Originally Posted by
17types
A year on and our once strong friendship no longer exists. It makes me ponder and look at those relationships that go through the honeymoon phase and don’t survive it. It’s lovely, then not so lovely, then ugly and now feels like a friendship (or relationship) never existed.
Whats your story? Have i got benefit relations all wrong???
I think this happens in many relationships. At least that has been my experience of it. At the beginning there are positive expectations, the newness and the common goals, the future looks bright, you feel uplifted and inspired, but then there comes some critical point, some downturn or difficult times or some unpleasant situation, and if you can't get past that things end, or at least there is estrangement for some time.

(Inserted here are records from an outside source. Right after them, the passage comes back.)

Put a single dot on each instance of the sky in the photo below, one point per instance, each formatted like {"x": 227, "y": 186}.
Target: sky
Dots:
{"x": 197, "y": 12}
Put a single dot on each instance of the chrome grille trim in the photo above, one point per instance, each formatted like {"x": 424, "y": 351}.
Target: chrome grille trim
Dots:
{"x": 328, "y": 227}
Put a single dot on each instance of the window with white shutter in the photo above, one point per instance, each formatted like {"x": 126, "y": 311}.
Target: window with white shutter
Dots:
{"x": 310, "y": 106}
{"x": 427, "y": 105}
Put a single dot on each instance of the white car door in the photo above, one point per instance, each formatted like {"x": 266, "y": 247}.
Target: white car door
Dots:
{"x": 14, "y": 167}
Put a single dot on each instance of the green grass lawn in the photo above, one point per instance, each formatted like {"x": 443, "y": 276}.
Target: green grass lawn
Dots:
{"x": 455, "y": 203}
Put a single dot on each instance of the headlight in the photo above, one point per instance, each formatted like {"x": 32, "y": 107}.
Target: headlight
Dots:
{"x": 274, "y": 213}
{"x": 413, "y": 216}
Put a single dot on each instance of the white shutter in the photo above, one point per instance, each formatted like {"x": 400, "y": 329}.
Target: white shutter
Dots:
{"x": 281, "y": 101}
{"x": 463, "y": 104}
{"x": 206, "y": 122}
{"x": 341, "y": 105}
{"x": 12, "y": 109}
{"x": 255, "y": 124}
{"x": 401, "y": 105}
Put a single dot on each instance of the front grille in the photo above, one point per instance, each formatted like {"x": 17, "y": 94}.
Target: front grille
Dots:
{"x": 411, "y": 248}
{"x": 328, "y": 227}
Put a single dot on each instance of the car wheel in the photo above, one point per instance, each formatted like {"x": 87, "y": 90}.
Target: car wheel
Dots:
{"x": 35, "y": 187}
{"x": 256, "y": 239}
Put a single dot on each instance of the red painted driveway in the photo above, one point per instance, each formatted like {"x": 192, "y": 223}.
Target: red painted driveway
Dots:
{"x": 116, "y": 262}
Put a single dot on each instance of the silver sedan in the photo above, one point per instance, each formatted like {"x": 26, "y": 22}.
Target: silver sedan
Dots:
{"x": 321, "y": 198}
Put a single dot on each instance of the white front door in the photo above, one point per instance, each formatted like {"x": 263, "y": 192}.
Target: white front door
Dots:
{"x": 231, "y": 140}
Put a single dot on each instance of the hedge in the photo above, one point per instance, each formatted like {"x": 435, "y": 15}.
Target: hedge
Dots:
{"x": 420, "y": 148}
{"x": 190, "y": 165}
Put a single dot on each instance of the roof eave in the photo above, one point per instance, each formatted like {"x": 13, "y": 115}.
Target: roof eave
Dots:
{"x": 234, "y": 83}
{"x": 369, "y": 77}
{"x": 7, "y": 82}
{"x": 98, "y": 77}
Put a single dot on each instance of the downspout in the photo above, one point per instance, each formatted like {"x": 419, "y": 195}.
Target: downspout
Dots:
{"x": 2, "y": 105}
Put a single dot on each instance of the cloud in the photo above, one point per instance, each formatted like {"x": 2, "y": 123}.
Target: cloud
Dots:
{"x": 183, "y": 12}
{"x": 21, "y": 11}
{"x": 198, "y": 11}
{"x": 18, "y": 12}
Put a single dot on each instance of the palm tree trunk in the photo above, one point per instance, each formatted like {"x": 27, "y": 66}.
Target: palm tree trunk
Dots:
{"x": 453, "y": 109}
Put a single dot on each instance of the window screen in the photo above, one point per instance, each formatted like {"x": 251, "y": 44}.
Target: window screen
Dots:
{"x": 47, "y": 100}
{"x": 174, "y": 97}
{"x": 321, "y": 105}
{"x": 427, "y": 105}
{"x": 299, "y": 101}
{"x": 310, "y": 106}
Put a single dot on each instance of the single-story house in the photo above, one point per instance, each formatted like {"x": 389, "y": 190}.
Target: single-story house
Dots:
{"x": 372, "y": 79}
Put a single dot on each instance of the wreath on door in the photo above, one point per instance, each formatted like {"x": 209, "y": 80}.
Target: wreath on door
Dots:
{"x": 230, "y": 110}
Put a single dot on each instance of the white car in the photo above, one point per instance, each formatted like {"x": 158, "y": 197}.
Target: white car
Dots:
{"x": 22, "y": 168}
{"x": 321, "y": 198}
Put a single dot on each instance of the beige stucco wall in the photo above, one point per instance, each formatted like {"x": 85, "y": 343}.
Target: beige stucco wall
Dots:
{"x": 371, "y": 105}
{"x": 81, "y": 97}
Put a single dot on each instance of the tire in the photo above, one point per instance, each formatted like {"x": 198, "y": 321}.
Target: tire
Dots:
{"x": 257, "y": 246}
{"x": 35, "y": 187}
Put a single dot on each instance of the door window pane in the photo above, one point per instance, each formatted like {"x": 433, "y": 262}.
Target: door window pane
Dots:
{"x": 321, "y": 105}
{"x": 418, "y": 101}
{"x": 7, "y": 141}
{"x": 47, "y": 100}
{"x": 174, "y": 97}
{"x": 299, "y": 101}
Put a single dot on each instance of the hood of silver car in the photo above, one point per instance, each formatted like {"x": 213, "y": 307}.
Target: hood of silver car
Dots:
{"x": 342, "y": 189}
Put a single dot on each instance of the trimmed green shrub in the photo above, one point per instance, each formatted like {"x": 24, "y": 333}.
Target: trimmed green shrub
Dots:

I'd say the some ITRs like "benefit" are more susceptible to these check points. Also "supervision" and "mirage" ime. Honeymoon period ends in any case, even for duals. Then you might see something that you don't really like from each other. This is like an assessment point - both of you need to feel like everything else was worth it to continue. Some "benefit" pairs survive this, and you could still mend things with your ESI friend, if you feel like it's worth it. Gulenko ranks "benefit" as either #4 or #5 in his list of intertypes due to how common this 'connection' is between friends and in couples. It is definitely a relation of pronounced ups-and-downs.
What happens in benefit relations is an asymmetric trade of energy and information. The "benefactor" is the one who inspires the beneficiary towards some actions or some projects, but that creative impulse isn't reciprocated due to the asymmetry. So the "benefactor" sends out this energy impulse, but it is is never replenished. Then the benefactor ends up feeling like he's giving and giving, though usually not in a material sense, and the beneficiary isn't really up to par. In casual "benefit" friendships this breaking point is sometimes felt like simple boredom - the benefactor feels bored and underwhelmed with their beneficiary, stops giving them attention, and they drift apart. In a relationship, this creates a precedent for an a argument and a parting.
I think every benefit ring has a certain different flavor to it as to what happens between the benefit pairs. Strati has recently come alive and published a series of articles on superego and benefit relations. She started with the involutionary introverted ring, which is SLI-ESI-IEI-LII. So here's a couple paragraphs of interest:
Like all involutors, the "asking" introverts consider critical opinions to be the most worthwhile (although they don't exclude criticism from jealousy or meanness), while they refer with disbelief to reviews of praise and commendation (which doesn't prevent them from referring to these for prestige). Themselves feel awkward even when they praise someone sincerely - in these instances they seem unconvincing to themselves and to others.
The combination of these three features - involution, introversion, "asking" trait - and the commonality of characteristics that are manifested in all representatives of these TIMs, that are united by a common introvert-involutionary ("Questim") ring of social progress, imposes a certain imprint on their relations in dyads, making them especially painful because of the endless squabbles arising from stinging, petty, cruel and sharp mutual criticism of the actions of both partners, and their condemnation of each other's actions as being illogical, untimely, unethical and unaesthetic during the crisis periods of their relations, which precedes the rejection of the "beneficiary" and his subsequent exit from the influence of the "benefactor" (from the social order).